We believe that:

    • All children have an imagination and learning capacity that outstrips adults’. They can all learn equally well if the right programmes are designed for them. Schools should therefore be integrated, with all kinds of children studying together.
    • The environment of a child is a powerful teacher, both in itself and in how the child is taught to interact with it. So, spaces have to be consciously designed to achieve educational purposes, and children should be given power over those spaces.
    • Children should be taught to learn on their own and direct their own learning, to question, challenge and experiment.
    • We need to construct a rigorous philosophy and educational practice in India that is excellent and state-of-the-art, but is based on our history and relevant to our children, and is not imitative or mindlessly ‘global.’


    Our philosophy can also be expressed as a set of answers to certain questions. At each step we take from philosophers of education from the world over, and at each step, we add to it based on our own research and analysis.

    How do children learn?

    The foundations are laid in the first few years. Children have to be provided a step-wise guidance, scaffolded in the ways described by Leo Vygotsky. Little children’s play must be taken seriously—it is their work, as Montessori showed. They must be respected for their imaginations at each age, and not judged against an adult scale of success.


    What should be our understanding of children?

    Children are individuals, just as adults are. They do not exist for the success of their family, community or country. Each of their lives, and their living of it, is valuable in itself, for its own sake.

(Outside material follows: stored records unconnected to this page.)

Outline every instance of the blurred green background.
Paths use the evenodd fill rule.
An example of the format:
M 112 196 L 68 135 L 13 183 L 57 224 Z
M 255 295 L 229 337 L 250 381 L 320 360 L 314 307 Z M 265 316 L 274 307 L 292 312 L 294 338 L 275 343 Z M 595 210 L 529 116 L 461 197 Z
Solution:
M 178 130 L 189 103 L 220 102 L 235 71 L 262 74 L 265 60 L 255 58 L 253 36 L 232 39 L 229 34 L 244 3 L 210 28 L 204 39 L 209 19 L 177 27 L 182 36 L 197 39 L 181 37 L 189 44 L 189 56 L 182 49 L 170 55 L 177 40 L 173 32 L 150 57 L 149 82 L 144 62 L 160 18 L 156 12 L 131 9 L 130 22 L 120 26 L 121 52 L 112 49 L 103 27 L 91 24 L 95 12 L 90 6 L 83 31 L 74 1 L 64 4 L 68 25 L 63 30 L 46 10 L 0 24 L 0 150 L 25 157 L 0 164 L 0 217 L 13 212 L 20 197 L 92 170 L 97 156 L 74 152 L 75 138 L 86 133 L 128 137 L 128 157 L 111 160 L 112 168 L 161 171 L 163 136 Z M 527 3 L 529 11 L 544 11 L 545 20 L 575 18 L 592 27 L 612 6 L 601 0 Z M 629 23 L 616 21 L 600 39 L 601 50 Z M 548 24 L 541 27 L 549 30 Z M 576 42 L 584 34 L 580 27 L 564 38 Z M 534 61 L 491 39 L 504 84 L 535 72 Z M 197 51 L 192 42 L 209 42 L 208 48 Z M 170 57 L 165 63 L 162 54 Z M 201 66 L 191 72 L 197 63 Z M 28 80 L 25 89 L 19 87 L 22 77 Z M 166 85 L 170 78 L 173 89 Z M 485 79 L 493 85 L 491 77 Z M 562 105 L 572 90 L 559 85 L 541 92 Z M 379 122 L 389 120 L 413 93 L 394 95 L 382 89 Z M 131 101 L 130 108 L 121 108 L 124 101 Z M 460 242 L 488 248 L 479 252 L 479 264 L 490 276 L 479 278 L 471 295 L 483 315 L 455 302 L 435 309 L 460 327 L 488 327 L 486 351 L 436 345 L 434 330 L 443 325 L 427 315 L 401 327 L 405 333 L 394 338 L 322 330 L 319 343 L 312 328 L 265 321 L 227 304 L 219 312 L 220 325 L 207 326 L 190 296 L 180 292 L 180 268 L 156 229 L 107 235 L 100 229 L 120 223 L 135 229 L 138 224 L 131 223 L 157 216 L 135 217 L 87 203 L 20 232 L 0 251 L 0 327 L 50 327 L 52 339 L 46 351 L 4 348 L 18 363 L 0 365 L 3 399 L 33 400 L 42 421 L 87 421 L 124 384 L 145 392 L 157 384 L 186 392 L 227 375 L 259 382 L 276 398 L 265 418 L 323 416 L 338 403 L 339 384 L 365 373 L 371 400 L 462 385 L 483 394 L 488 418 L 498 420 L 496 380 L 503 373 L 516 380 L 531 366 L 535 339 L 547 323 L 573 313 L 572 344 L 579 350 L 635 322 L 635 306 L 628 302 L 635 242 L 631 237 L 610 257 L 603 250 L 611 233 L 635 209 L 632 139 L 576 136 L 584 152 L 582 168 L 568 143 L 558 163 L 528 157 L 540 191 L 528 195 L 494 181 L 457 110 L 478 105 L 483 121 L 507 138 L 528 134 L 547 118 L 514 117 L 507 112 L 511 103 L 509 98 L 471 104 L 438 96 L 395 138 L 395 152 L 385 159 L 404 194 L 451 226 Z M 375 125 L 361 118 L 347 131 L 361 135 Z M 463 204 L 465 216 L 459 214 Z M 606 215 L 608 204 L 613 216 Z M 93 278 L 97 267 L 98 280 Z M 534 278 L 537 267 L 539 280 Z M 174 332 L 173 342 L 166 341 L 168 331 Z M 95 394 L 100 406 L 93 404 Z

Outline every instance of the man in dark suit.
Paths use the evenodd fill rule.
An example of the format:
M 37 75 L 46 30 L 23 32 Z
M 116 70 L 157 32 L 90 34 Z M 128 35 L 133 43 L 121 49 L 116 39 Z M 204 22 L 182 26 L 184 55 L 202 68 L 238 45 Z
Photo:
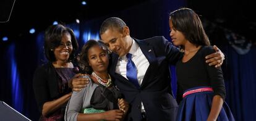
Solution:
M 127 120 L 175 120 L 178 105 L 172 94 L 169 65 L 182 57 L 181 52 L 163 36 L 131 38 L 129 27 L 117 17 L 106 19 L 100 33 L 113 52 L 109 72 L 130 104 Z M 208 55 L 211 57 L 208 61 L 218 67 L 224 54 L 215 49 L 214 54 Z M 128 53 L 137 68 L 136 83 L 127 75 Z

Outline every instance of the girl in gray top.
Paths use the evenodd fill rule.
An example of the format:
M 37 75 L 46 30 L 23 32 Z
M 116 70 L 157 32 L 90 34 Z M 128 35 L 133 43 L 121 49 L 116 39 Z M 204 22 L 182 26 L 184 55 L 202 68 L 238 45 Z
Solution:
M 80 91 L 73 91 L 67 105 L 65 120 L 119 120 L 129 105 L 108 72 L 109 55 L 103 44 L 89 40 L 83 46 L 79 64 L 82 73 L 89 74 L 89 84 Z

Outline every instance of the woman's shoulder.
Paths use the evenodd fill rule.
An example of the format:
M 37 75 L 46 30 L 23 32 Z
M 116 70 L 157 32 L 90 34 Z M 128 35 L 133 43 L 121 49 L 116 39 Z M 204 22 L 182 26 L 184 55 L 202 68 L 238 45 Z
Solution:
M 215 50 L 213 49 L 213 46 L 202 46 L 201 48 L 200 51 L 204 56 L 207 56 L 215 52 Z

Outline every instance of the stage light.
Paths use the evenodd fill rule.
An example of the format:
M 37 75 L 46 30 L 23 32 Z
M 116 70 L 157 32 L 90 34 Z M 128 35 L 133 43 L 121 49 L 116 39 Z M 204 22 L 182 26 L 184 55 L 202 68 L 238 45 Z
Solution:
M 75 19 L 75 22 L 76 22 L 77 23 L 80 23 L 80 20 L 79 20 L 79 19 Z
M 7 38 L 7 36 L 4 36 L 4 37 L 2 38 L 2 41 L 7 41 L 7 40 L 8 40 L 8 38 Z
M 85 1 L 83 1 L 82 2 L 82 5 L 86 5 L 86 2 L 85 2 Z
M 57 21 L 53 22 L 53 25 L 58 25 L 58 22 Z
M 35 28 L 31 28 L 30 30 L 29 30 L 29 33 L 34 33 L 35 32 Z

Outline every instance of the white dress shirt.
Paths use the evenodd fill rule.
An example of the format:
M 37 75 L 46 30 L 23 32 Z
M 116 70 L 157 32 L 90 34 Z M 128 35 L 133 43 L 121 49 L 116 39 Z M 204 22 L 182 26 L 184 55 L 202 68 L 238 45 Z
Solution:
M 132 60 L 134 62 L 134 64 L 137 68 L 139 85 L 142 85 L 143 78 L 144 78 L 145 73 L 149 66 L 149 62 L 142 53 L 139 44 L 132 39 L 132 44 L 129 53 L 132 54 Z M 119 57 L 116 66 L 116 73 L 121 75 L 126 78 L 126 65 L 127 64 L 127 59 L 126 55 Z M 145 112 L 144 107 L 142 102 L 142 112 Z

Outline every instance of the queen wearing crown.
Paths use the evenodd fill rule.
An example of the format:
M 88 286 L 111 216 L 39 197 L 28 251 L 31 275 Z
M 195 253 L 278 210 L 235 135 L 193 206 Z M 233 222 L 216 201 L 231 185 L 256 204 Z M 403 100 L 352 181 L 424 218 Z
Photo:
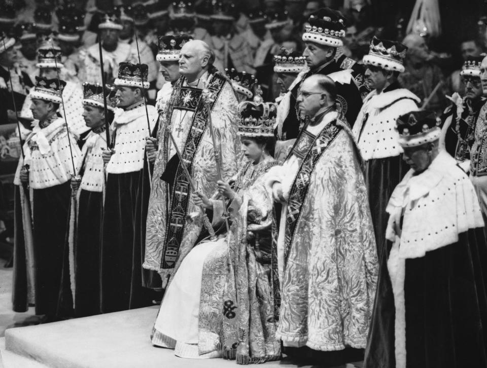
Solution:
M 258 95 L 238 107 L 241 150 L 248 161 L 229 183 L 218 181 L 211 198 L 199 192 L 193 195 L 217 234 L 225 227 L 224 199 L 229 231 L 202 240 L 184 259 L 166 289 L 152 343 L 182 357 L 248 364 L 281 358 L 275 337 L 276 234 L 271 196 L 263 181 L 276 164 L 272 157 L 276 106 Z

    Are all children equal?

    Yes. Children are different, but equal. They should not be discriminated against on the basis of their family backgrounds. There should be the same, excellent, education for all children, not good schools for the rich and poor schools for the poor.


    What kind of philosophy lies behind the academic curriculum?

    Our curriculum is based on what is called the “classical” curriculum, or the storehouse of the best and richest knowledge of the whole world that all the best educational institutions of the world share. To this we add a “progressivist” philosophy, that is, that the way to learn is through problem-solving and a hands-on approach to knowledge that relates it to everyday life and surroundings. Finally, we add a “postcolonial” understanding of knowledge that questions how we know something and the positions of power and privilege that structure our world.


    Is there anything specifically “Indian” about our philosophy?

    Yes. We believe that a school should be based on a knowledge of the history and society that it is part of. Thus, we must know our Indian history of education, teachers, childhood, knowledge, and the relationship between all these and the family and society. The symbols and rituals we use in our school are taken from the wealth of these in Indian life. Equally, we are part of the Indian tradition of questioning, criticism, reform, and always giving and taking from the larger world India is inalienably a part of.


    What would be a philosophic definition of “success” for us?

    Philosophically, the definition of “success” should be left open. It depends on the individual child. Overall, we aim to make each child skilled and empowered as a leader to take charge of their lives. We want them to be learners all their lives. They should be sensitive to the environment and their surroundings. The world should be their home. They should know how to work and how to play. Their lives should be rich with the arts and literature.